Tokyo – Victor Company of Japan (JVC) reported that its consumer electronics division’s sales were down in the Americas for its fiscal year.
The drop was due mainly to a stalled U.S. economic recovery that was influenced by several huge corporate bankruptcies and slowing consumer spending, as well as the Iraq war’s impact on future uncertainties, said JVC. The company’s reporting period ended March 31.
Overall JVC sales of CE products, however, increased 5.2 percent year-on-year, thanks to strong growth for DVD players, car audio and projection television sets, while sales of digital video cameras struggled. CE sales for the year hit $5.63 billion, up from $5.35 billion in the same period the preceding 12 months.

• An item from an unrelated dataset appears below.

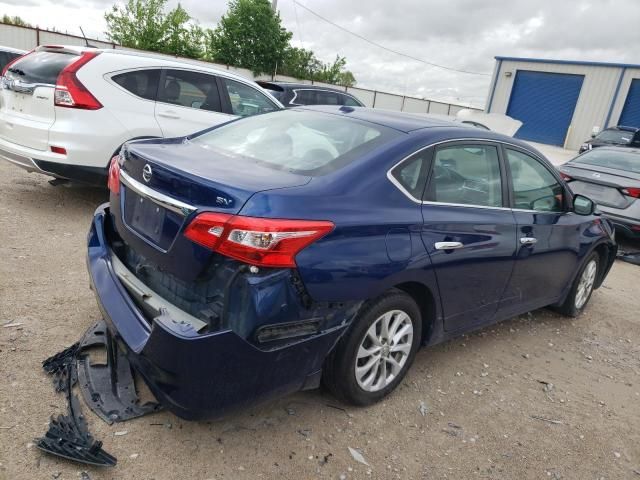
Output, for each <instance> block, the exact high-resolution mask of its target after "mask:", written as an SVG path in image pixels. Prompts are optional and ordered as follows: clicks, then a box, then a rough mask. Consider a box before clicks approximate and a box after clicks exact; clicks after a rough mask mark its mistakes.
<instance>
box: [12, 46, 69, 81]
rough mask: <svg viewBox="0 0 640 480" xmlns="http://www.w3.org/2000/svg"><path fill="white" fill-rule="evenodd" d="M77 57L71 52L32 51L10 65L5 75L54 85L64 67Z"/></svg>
mask: <svg viewBox="0 0 640 480" xmlns="http://www.w3.org/2000/svg"><path fill="white" fill-rule="evenodd" d="M79 58H80V56H79V55H73V54H71V53H55V52H34V53H32V54H30V55H26V56H25V57H24V58H22V59H20V60H18V61H17V62H16V63H14V64H13V65H11V67H10V68H9V70H7V77H8V78H13V79H20V81H21V82H22V83H41V84H45V85H55V84H56V80H57V79H58V75H59V74H60V72H61V71H62V70H63V69H64V67H66V66H67V65H69V64H70V63H71V62H73V61H74V60H77V59H79Z"/></svg>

JVC’s software and media products division struggled during the fiscal year, with the music, video and game software industries all under-performing during the period, said the company. Software and media product sales dipped 5.4 percent for the 12 months, down to $1.4 billion, from $1.5 billion a year earlier.
Consolidated JVC sales were generally flat for the 12 months, edging up about 1.4 percent, to $8.06 billion, from $7.95 billion in the year-ago period.
Consolidated operating income and net income both moved into the black during the 12 months, due to such factors as strong sales of the company’s CE business in Japan and overseas. Operating income came in at $185.9 million, compared with an operating loss of $100.8 million year over year. Net income hit $52.8 million, compared with a net loss of $371.5 million in the same period a year ago.
JVC predicts a consolidated annual sales increase of 3 percent year-on-year for the period ending March 31, 2004, up to $8.3 billion. Net income should increase to $91.7 million for the 12 months.